Today, the world of porn has influenced young people by leading them to false beliefs about sexual performance.

A distorted sexuality that leads to judging oneself negatively in terms of size and duration.

The false premature ejaculator has an absolutely normal ejaculation, but his perception of ejaculatory latency is altered to such an extent that he worries and develops an emotional symptomatology superimposed on real premature ejaculators.

The emotional distress thus ends up affecting performance (poor ejaculatory control), sexual desire and the quality of the relationship.

Treatment of premature ejaculation

Once biological causes have been ruled out, the treatment of premature ejaculation focuses on the psychogenic aspects, through two main forms of intervention: behavioural therapy and psychopharmacological therapy.

There are currently no other forms of treatment that are scientifically founded and proven to be effective.

Behavioural therapy

Behavioural therapy appears to be the most effective therapy for this problem.

It focuses on psychological aspects and is aimed at increasing ejaculatory latency and a sense of self-control.

The latter generally involves the participation of both members of the couple and involves a series of prescriptions and exercises to be performed together with the partner.

This is a treatment strategy focused on the problem of premature ejaculation, which is addressed through specific techniques.

For example, ‘stop and start’ (repeated interruption of sexual intercourse close to orgasm) and ‘squeeze’ (blocking ejaculation by finger pressure between the glans and the beginning of the body of the penis).

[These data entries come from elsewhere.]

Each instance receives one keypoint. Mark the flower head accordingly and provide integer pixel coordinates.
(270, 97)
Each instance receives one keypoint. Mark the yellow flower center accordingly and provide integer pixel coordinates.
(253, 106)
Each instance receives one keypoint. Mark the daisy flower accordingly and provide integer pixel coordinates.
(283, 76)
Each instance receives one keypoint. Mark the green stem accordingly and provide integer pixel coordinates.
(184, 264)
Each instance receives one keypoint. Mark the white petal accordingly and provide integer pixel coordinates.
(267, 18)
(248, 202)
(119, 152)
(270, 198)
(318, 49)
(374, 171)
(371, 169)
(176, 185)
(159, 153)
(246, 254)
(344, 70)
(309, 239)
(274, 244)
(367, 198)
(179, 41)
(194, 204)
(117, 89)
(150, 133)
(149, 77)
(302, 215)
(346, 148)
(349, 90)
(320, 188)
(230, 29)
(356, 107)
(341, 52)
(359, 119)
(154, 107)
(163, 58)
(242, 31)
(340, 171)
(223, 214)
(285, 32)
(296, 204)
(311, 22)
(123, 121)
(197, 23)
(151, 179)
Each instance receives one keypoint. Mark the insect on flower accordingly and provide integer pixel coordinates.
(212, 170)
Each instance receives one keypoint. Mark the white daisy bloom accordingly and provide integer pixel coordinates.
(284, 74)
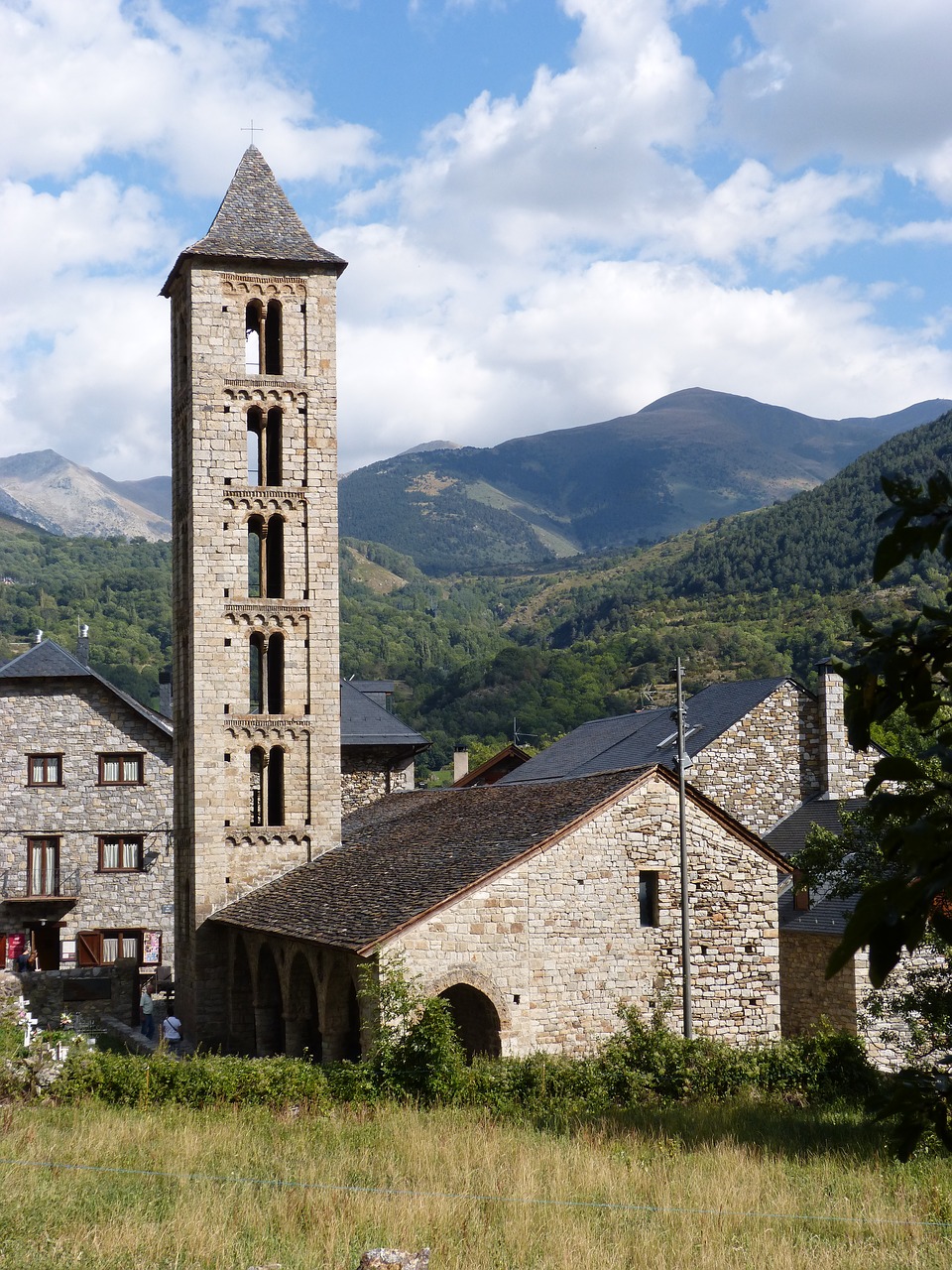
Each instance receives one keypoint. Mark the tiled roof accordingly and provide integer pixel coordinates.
(255, 221)
(408, 853)
(647, 737)
(366, 722)
(49, 661)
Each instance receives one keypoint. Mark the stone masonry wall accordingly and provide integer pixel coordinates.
(806, 994)
(556, 942)
(767, 763)
(81, 719)
(214, 615)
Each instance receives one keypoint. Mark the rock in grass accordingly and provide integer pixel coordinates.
(379, 1257)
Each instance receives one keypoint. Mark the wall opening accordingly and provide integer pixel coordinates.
(476, 1020)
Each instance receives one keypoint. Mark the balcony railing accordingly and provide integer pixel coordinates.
(16, 885)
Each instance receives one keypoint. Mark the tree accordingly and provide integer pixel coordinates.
(906, 898)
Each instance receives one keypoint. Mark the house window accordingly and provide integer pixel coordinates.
(121, 770)
(42, 866)
(45, 769)
(648, 897)
(121, 855)
(103, 948)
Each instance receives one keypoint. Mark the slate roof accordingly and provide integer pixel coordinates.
(257, 222)
(633, 740)
(408, 853)
(366, 722)
(49, 661)
(789, 834)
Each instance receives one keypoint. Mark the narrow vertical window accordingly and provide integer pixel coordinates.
(255, 675)
(272, 338)
(42, 866)
(253, 338)
(648, 897)
(254, 445)
(257, 790)
(276, 786)
(276, 674)
(272, 448)
(255, 541)
(275, 559)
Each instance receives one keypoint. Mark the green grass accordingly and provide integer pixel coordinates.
(711, 1187)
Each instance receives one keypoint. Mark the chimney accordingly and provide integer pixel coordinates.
(461, 762)
(838, 769)
(166, 694)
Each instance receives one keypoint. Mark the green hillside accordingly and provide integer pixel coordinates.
(548, 645)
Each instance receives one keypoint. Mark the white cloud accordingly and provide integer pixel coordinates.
(864, 79)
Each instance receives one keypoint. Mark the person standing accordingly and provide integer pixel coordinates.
(145, 1007)
(172, 1029)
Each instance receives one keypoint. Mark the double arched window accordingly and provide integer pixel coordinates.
(267, 786)
(266, 674)
(266, 558)
(264, 445)
(263, 353)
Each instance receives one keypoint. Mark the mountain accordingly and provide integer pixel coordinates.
(688, 457)
(49, 490)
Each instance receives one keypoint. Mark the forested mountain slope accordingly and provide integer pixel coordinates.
(680, 461)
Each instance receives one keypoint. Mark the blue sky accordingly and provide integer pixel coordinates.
(555, 211)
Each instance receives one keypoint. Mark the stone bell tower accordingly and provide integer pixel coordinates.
(255, 567)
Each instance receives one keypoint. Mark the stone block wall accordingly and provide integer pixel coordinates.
(81, 719)
(556, 943)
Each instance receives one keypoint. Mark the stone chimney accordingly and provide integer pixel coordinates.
(839, 774)
(166, 694)
(461, 762)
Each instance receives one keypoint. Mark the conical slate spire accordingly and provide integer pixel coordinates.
(255, 221)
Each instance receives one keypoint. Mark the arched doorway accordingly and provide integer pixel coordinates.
(302, 1030)
(476, 1020)
(270, 1016)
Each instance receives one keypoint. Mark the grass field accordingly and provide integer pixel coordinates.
(725, 1187)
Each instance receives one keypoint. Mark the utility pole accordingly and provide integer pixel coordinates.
(683, 763)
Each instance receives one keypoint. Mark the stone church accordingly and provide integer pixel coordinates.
(536, 907)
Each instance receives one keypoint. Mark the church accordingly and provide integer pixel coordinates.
(536, 906)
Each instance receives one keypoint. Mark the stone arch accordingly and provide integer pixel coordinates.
(341, 1015)
(270, 1012)
(476, 1020)
(302, 1023)
(241, 1016)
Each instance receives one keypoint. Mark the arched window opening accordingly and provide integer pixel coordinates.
(255, 675)
(272, 457)
(275, 662)
(254, 324)
(254, 447)
(255, 545)
(258, 766)
(272, 338)
(476, 1020)
(275, 559)
(276, 786)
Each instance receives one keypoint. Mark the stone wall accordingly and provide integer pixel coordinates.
(81, 719)
(556, 943)
(806, 993)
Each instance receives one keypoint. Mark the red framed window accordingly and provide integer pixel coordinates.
(45, 769)
(121, 769)
(122, 853)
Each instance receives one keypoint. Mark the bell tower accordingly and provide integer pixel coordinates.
(255, 567)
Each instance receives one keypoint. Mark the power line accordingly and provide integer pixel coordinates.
(408, 1193)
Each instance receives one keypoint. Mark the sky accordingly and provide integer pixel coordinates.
(553, 211)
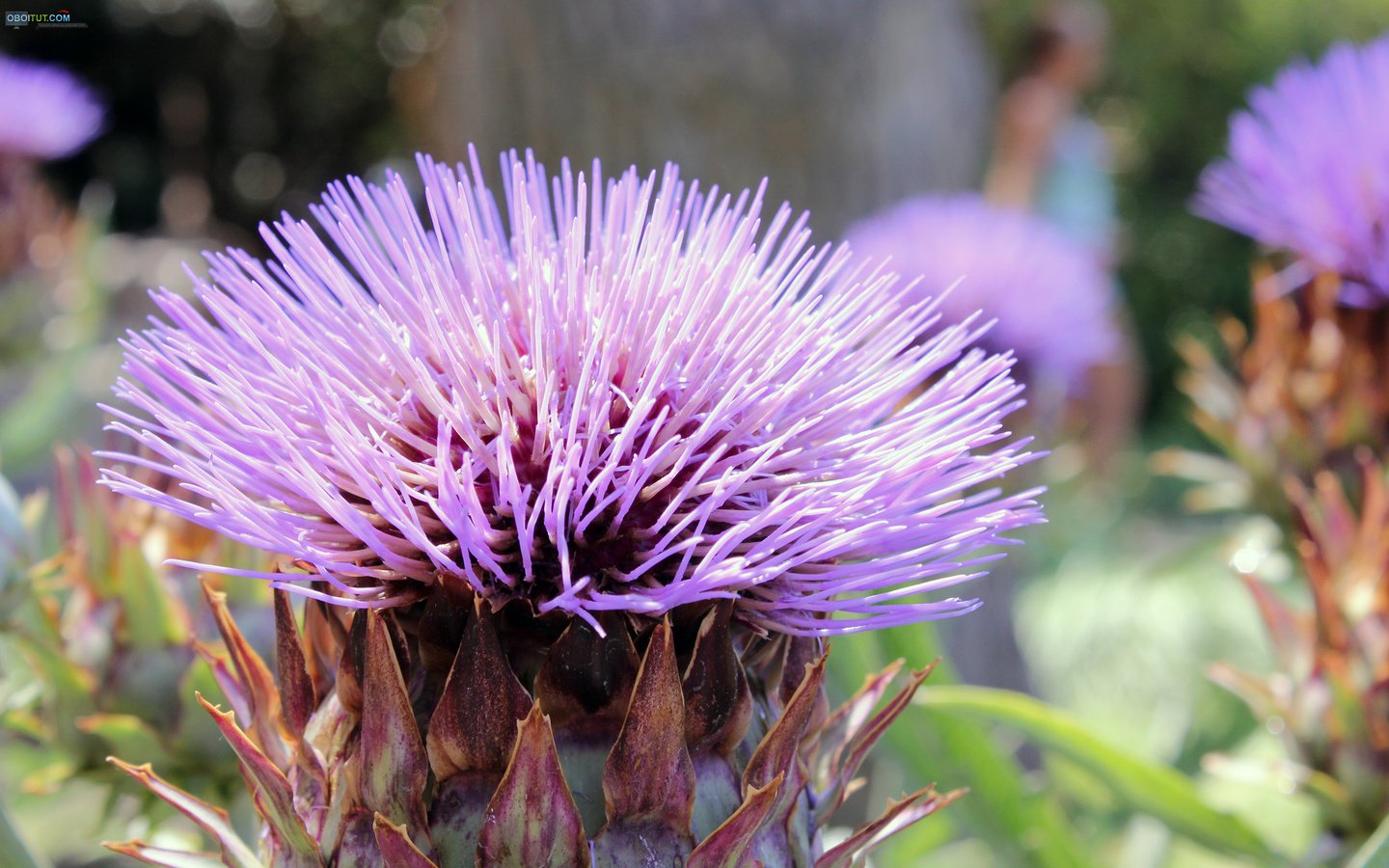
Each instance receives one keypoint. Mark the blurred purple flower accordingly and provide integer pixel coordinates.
(1309, 168)
(44, 111)
(632, 400)
(1050, 299)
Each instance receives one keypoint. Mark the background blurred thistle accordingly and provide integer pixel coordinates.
(47, 114)
(1326, 697)
(596, 480)
(107, 632)
(1050, 297)
(1309, 170)
(1303, 420)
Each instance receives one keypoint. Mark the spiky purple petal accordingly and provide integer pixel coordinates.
(632, 399)
(1309, 168)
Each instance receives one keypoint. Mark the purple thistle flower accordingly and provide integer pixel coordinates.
(1050, 299)
(631, 400)
(44, 111)
(1309, 168)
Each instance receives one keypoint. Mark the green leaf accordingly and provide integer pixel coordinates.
(125, 735)
(1001, 808)
(13, 851)
(1143, 785)
(151, 619)
(1374, 853)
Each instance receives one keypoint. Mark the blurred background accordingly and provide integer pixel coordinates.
(226, 113)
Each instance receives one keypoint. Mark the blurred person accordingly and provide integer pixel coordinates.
(1054, 160)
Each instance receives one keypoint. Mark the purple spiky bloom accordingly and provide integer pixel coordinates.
(1049, 296)
(632, 399)
(1309, 168)
(44, 111)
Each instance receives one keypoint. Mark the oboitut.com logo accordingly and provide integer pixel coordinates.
(60, 18)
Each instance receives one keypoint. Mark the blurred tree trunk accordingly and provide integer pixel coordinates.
(843, 104)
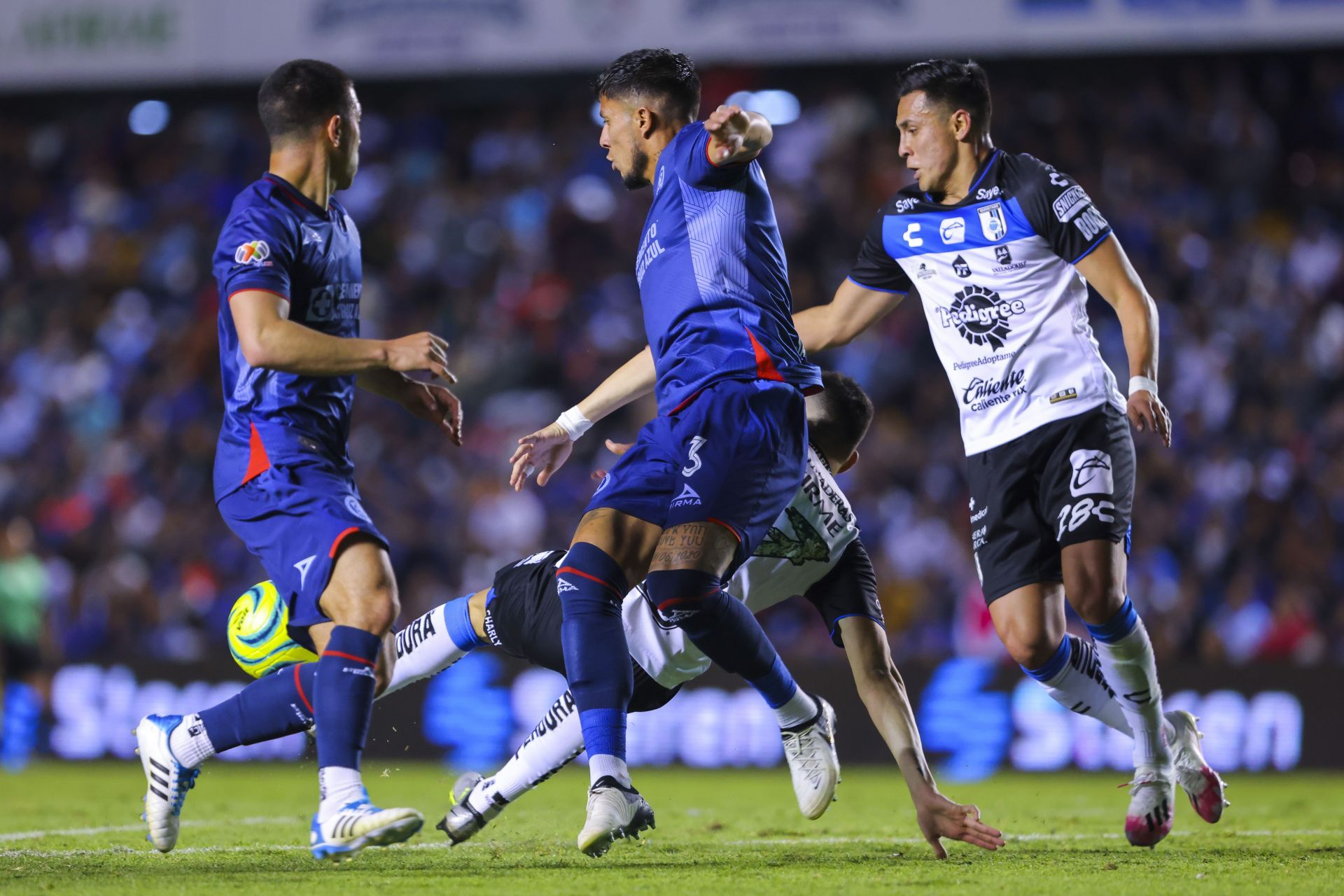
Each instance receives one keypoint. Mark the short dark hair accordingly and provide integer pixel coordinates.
(841, 416)
(660, 74)
(952, 85)
(300, 96)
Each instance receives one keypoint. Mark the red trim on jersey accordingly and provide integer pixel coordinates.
(765, 367)
(254, 289)
(726, 526)
(299, 687)
(347, 656)
(342, 538)
(257, 458)
(590, 578)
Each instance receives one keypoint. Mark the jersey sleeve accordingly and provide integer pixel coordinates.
(848, 590)
(875, 267)
(255, 250)
(696, 168)
(1062, 213)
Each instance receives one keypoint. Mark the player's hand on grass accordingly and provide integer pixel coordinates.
(420, 352)
(1147, 413)
(617, 449)
(547, 449)
(727, 128)
(940, 817)
(437, 405)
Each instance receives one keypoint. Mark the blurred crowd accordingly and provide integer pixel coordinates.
(489, 216)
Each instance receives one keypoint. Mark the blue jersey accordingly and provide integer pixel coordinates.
(279, 241)
(713, 279)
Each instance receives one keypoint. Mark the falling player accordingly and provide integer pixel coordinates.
(288, 265)
(708, 476)
(997, 246)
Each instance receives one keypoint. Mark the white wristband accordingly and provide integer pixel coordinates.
(1138, 383)
(574, 422)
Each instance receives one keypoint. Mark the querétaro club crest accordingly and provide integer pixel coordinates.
(981, 316)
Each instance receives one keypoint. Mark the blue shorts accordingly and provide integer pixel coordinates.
(295, 517)
(734, 456)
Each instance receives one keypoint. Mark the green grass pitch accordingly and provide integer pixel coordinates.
(74, 830)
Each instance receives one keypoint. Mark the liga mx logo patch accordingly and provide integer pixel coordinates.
(1092, 473)
(253, 253)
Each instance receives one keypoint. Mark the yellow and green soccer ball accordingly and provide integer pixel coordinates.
(258, 633)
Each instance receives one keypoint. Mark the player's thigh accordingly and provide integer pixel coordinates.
(1030, 621)
(362, 589)
(707, 547)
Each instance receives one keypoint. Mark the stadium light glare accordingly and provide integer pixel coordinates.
(778, 106)
(148, 117)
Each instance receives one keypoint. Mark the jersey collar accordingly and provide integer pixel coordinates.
(295, 197)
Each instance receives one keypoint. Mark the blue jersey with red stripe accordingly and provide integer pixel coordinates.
(279, 241)
(714, 282)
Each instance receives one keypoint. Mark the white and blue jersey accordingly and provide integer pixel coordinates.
(1006, 305)
(714, 282)
(279, 241)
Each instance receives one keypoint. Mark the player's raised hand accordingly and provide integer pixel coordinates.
(940, 817)
(730, 133)
(437, 405)
(1148, 413)
(420, 352)
(547, 449)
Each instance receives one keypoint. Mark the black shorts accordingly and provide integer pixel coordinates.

If necessary, attention will also be paid to the analysis of deeper psychological aspects (personality, relationships, sexual beliefs, life history and socio-cultural context).


Pharmacotherapy often accompanies psychotherapy and is based on two classes of drugs that induce the effect of delaying ejaculation.

Very few drugs are approved for the treatment of premature ejaculation.

The problem is the effectiveness is limited to the hours after taking the tablet.

Approved drugs include alpha-adrenergic blockers and serotonergic antidepressants (including dapoxetine).

In reality, the drugs in question are not specifically for the treatment of premature ejaculation, but their side effect is used to desensitise the genital area and postpone orgasm.

In clinical practice, however, it has been proven that to treat premature ejaculation it is always useful to combine pharmacological therapy with a course of behavioural therapy, which involves a gradual reduction and withdrawal of the drug as soon as the subject acquires a greater sense of self-control.

Pharmacotherapy alone is not enough to solve the problem, it must be accompanied by appropriate psychotherapy (behavioural therapy).